Jameston is on an intersection of several minor roads and the A4139 Pembroke to Tenby road. A 16th century pub, the Swanlake Inn, is in the village. The nearest railway station is Manorbier railway station.

==History==
There is some dispute as to whether Jameston was occupied before Norman times. Jameston in the 11th century was a manor, part of the large estate of Manorbier, and was granted to Odo de Barri, the grandfather of Giraldus Cambrensis, for services relating to the Norman conquest.

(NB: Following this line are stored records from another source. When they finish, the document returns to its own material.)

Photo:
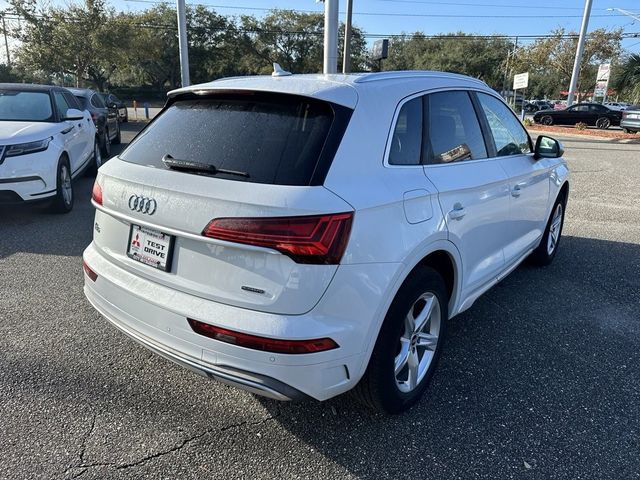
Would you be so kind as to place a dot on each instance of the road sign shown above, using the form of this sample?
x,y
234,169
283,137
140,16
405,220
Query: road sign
x,y
520,81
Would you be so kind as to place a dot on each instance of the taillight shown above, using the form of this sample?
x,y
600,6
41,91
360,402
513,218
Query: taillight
x,y
90,273
262,343
96,193
315,239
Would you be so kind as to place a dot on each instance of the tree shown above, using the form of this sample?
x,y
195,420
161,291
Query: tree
x,y
550,60
627,80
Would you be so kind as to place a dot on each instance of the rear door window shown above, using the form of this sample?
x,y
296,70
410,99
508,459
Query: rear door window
x,y
272,138
453,132
508,134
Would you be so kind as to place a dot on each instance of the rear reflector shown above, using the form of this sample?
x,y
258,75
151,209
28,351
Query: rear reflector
x,y
96,193
90,273
261,343
316,239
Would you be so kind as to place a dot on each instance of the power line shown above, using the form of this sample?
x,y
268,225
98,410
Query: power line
x,y
374,14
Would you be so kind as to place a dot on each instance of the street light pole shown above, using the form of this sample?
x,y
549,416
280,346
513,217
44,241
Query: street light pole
x,y
330,36
576,65
182,43
346,61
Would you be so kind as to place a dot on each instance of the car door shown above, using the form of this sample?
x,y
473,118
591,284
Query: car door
x,y
472,189
528,178
72,133
86,137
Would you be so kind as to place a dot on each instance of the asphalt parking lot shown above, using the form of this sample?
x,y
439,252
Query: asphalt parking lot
x,y
539,379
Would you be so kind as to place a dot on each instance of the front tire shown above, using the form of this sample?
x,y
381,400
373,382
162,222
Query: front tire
x,y
408,346
545,252
63,200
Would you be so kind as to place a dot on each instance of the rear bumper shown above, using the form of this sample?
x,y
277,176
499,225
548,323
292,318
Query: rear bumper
x,y
156,317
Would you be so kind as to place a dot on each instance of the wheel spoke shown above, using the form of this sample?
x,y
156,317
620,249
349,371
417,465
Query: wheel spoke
x,y
427,341
413,364
402,358
424,315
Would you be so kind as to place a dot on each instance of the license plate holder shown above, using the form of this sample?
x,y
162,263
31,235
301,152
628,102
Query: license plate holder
x,y
151,247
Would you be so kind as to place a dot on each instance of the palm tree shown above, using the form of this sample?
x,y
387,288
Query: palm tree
x,y
628,80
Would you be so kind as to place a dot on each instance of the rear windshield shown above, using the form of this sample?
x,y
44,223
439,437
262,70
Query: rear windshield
x,y
272,138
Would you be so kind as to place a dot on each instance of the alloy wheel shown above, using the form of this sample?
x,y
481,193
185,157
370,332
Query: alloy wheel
x,y
418,342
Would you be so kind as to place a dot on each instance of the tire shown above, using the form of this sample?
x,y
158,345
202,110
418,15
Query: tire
x,y
545,252
96,161
106,145
387,384
63,200
118,138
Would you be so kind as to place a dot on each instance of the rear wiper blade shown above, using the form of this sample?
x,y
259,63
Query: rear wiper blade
x,y
197,167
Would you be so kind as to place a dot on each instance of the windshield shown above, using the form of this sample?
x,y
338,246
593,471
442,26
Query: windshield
x,y
21,105
272,138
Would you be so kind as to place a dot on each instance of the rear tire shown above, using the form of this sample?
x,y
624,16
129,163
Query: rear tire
x,y
63,200
545,252
405,356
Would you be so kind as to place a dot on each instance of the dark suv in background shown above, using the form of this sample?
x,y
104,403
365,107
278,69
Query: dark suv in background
x,y
105,118
114,102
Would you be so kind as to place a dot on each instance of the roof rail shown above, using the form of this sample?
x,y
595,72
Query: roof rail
x,y
396,74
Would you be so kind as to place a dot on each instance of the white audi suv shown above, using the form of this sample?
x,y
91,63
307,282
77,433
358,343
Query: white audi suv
x,y
46,140
299,236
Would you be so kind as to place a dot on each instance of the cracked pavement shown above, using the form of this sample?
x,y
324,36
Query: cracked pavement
x,y
539,379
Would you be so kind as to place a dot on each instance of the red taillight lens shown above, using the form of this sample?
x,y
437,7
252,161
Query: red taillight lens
x,y
317,239
96,193
261,343
90,273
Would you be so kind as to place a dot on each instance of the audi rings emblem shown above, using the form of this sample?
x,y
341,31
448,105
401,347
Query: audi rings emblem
x,y
143,204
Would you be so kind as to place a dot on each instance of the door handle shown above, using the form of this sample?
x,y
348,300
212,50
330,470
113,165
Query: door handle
x,y
458,212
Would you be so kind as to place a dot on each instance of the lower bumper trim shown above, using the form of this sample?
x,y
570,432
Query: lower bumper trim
x,y
252,382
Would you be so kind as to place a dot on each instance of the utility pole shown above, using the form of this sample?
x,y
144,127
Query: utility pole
x,y
346,61
182,43
6,40
330,36
576,65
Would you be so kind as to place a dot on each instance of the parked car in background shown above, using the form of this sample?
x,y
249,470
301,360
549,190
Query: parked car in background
x,y
114,102
631,119
104,118
231,236
593,114
616,105
46,141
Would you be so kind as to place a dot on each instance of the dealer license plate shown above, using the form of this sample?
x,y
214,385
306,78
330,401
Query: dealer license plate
x,y
150,247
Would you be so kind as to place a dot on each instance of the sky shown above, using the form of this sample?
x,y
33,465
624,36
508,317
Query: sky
x,y
510,17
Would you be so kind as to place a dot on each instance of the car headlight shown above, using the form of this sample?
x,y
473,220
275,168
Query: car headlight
x,y
24,148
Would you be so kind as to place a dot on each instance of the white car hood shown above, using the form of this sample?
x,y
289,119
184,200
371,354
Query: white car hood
x,y
21,132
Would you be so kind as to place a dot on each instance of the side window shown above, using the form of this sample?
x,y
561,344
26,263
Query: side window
x,y
96,101
61,104
72,101
406,142
509,135
453,131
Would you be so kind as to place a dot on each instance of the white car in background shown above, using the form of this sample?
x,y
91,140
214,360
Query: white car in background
x,y
45,142
299,236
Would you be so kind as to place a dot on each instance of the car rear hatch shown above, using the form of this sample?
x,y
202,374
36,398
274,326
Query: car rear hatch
x,y
247,160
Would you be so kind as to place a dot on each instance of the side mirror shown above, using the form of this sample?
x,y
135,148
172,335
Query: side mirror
x,y
547,147
74,114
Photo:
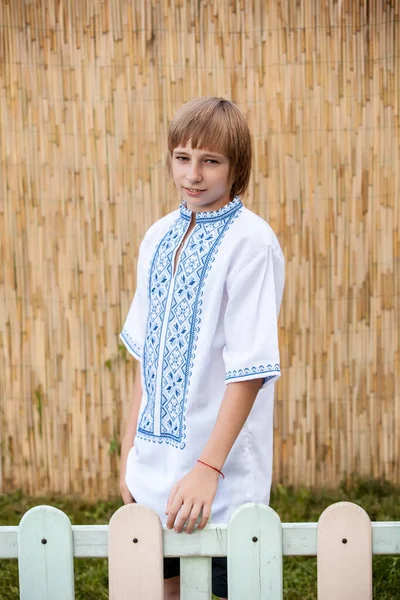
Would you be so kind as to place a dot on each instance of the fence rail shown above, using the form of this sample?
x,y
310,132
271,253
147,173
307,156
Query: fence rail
x,y
255,540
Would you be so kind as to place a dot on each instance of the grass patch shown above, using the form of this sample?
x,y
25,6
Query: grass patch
x,y
378,498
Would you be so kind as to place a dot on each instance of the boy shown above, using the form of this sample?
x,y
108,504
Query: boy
x,y
203,326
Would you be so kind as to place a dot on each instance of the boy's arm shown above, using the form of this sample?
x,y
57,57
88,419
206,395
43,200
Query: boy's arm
x,y
127,441
196,490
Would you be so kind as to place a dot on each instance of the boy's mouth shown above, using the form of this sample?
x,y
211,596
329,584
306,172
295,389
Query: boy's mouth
x,y
194,191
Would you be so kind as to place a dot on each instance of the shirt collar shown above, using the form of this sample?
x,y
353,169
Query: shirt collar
x,y
213,215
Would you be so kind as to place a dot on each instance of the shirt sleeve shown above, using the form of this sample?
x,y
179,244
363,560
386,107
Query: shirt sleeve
x,y
134,329
251,320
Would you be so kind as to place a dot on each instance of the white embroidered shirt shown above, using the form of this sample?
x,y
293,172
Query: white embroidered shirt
x,y
211,322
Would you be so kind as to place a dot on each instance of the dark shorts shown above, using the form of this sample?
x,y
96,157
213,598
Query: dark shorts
x,y
219,574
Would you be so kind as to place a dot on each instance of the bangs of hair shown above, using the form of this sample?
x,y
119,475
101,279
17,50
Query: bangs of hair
x,y
217,125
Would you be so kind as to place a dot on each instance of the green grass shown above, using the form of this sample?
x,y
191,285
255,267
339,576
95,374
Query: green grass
x,y
379,499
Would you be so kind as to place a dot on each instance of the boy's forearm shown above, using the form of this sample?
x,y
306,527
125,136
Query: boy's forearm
x,y
130,430
236,405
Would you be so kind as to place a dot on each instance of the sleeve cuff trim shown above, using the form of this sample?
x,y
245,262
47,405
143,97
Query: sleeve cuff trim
x,y
268,373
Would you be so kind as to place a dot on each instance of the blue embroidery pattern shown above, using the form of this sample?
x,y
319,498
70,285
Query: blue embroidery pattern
x,y
261,370
174,319
132,345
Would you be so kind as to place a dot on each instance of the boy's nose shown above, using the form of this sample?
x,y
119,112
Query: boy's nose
x,y
194,173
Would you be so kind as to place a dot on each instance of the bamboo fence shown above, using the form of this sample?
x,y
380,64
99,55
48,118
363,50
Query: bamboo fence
x,y
87,89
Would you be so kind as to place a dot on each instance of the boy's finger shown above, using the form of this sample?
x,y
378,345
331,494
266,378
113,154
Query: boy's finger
x,y
173,511
171,498
206,516
182,516
194,515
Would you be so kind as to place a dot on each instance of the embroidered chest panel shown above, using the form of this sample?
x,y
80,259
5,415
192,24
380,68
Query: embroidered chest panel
x,y
174,321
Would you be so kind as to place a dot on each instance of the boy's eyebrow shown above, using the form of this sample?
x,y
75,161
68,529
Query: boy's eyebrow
x,y
203,153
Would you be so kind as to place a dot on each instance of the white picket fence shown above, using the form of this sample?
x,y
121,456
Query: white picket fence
x,y
344,540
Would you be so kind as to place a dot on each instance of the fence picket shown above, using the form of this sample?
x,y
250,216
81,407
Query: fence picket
x,y
344,555
135,562
195,578
45,555
255,554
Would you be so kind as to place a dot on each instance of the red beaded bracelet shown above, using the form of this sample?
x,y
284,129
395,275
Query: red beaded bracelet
x,y
211,467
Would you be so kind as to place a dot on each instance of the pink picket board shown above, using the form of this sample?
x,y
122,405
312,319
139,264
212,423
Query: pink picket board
x,y
135,554
344,558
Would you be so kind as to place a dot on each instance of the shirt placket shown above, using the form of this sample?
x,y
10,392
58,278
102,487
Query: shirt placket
x,y
158,398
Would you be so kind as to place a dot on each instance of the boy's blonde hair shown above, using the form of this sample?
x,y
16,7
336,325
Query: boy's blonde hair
x,y
214,124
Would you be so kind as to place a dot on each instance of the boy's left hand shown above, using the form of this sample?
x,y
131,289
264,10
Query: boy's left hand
x,y
194,493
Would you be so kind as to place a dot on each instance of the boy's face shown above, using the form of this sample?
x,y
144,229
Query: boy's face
x,y
201,177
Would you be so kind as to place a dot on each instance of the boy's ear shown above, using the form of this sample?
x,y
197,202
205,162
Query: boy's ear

Jameston was recorded as “apud Sanctu Jacob” in 1295 and in 1331 as “Saint Jameston”. An Originalia Roll of 1330 mention several citizens of Jameston (described as a “township”) whose chattels are valued. They are all described as “fugitive”. Jameston is mentioned two years later in an order to Richard Simond, steward of Pembroke, in an argument over the ownership of land. The de Barri line ended in 1392 and the lands were sold to the Dukes of Exeter, but reverted to the crown in 1461. After that, the manor was leased until the 20th century.

A chapel was marked on a 1578 map and there was an annual fair in the 16th century (held on St James's Day). The fair was listed in the Cambrian Register of 1796 as "small". In the late 17th century Jameston encompassed seven farms, ten houses and a cottage. The village has changed in size very little in several centuries with many village buildings being 18th and 19th century until 20th century housing development began. There was a small school in 1837.

==Worship==
Quaker meetings were being held in Jameston from about 1714 to 1777. In 1828 a Primitive Methodist chapel was established in the village.

==Village association==
While it is in the community and parish of Manorbier, Jameston has its own community association and the village community centre was opened in 2013 by writer and adventurer Rosie Swale-Pope.